Answer:
request that their congress members vote in a certain way for the bill
Explanation:
Answer:
You included no options so I shall only be able to try to answer based on context and the history of Cecil Rhodes.
<em>This political cartoon shows Cecil Rhodes standing over the continent of </em><em><u>Africa</u></em><em>. Rhodes, shown as a colossus, demonstrates the European feelings of </em><em><u>ethnocentrism</u></em><em>. Rhodes believed that Europeans were responsible for civilizing </em><em><u>Africans </u></em><em>by teaching them about Western culture.</em>
Cecil Rhodes was a British man who was the founder of the British South Africa Company which was to aid the British empire is acquiring more colonies in Africa especially in the south of the Continent.
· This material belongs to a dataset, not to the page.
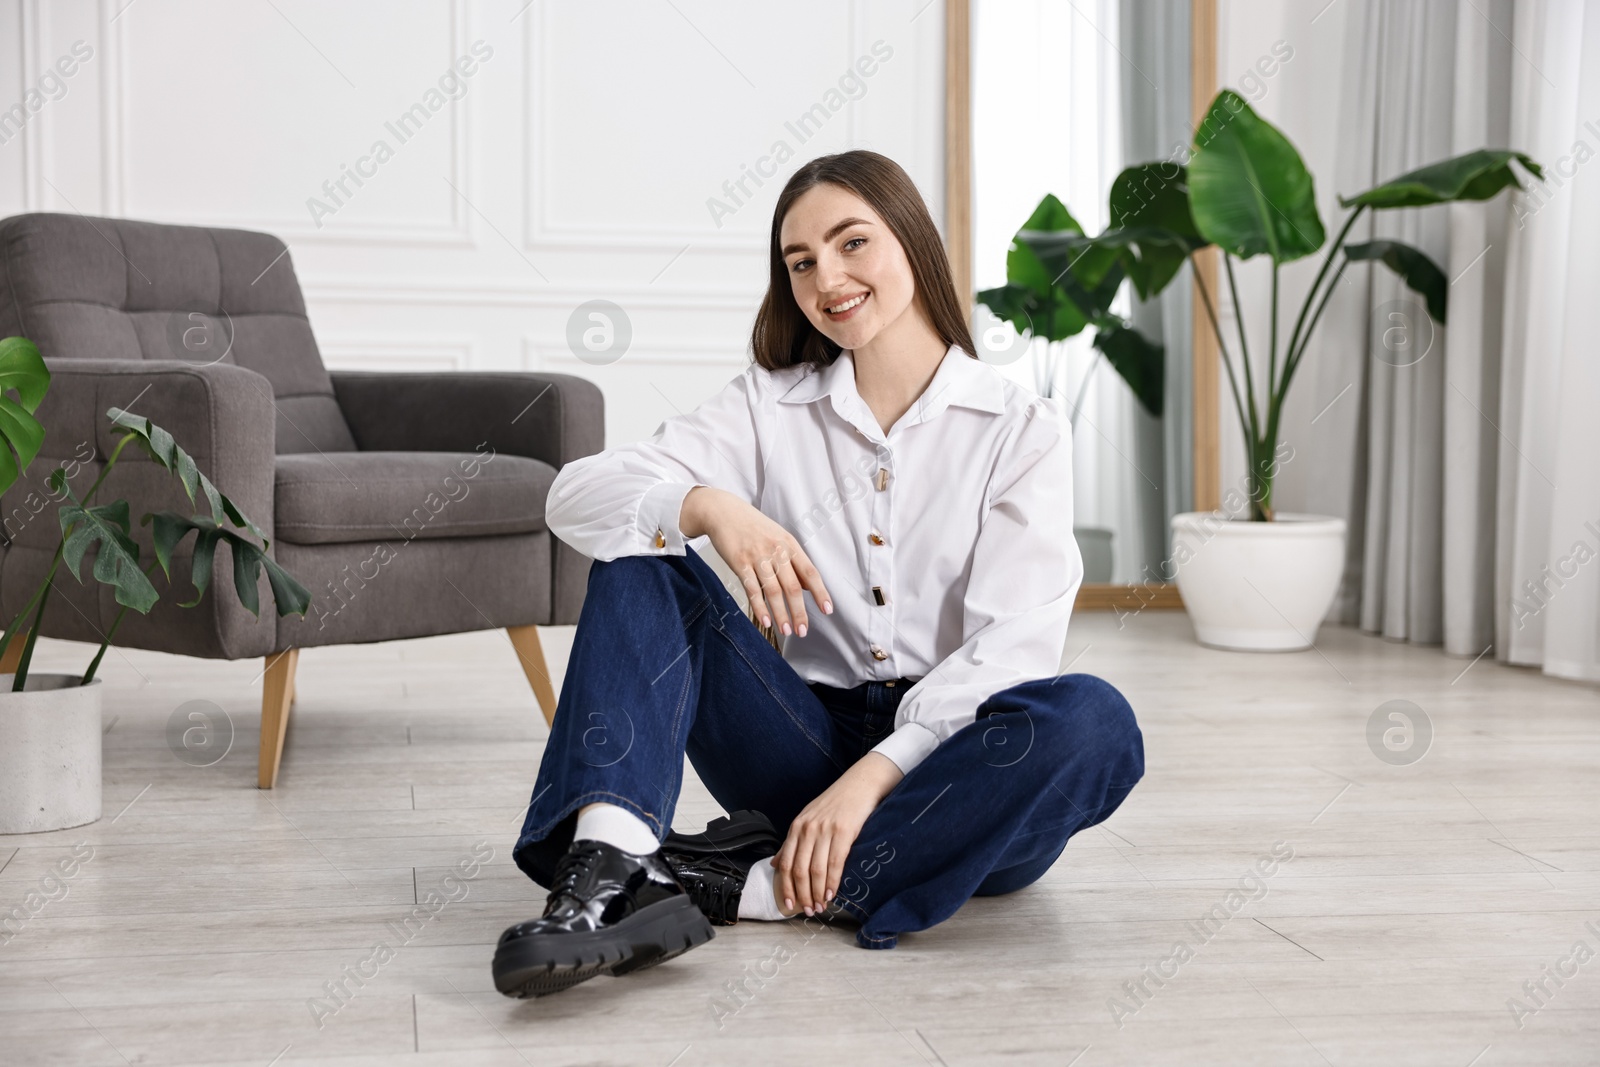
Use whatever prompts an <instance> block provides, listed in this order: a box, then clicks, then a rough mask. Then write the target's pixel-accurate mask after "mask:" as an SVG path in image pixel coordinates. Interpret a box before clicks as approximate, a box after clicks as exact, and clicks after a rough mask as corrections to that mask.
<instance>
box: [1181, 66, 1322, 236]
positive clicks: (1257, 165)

Cecil Rhodes looked down on Africans and believed them to be uncivilized and in need of guidance from Europeans who he believed were more superior to Africans. This showed ethnocentrism because he believed that Africans were uncivilized based on Europeans standards of civilization not that of Africans.
it was England. hope this helps :)
Answer:
The correct answer is option A "African people knew how to cultivate rice and grow other crops."
Explanation:
The European interest for New World money crops, particularly sugar, tobacco, rice, and cotton, prompted an interest for labor to develop these yields. In spite of the fact that the acts of contracted bondage and the oppression of Native Americans was at that point set up, grower in the southern English provinces immediately came to support subjugated Africans. In addition to the fact that africans were suited to heat and humidities, they additionally brought exceptional abilities and farming information for harvests, for example, rice, which the English discovered helpful. Bondage and the African slave exchange immediately turned into a structure square of the provincial economy and a vital piece of growing and building up the English business domain in the Atlantic world.
In the North American states, the importation of African slaves was coordinated principally toward the south, where broad tobacco, rice, and later, cotton estate economies, requested broad work forces for development.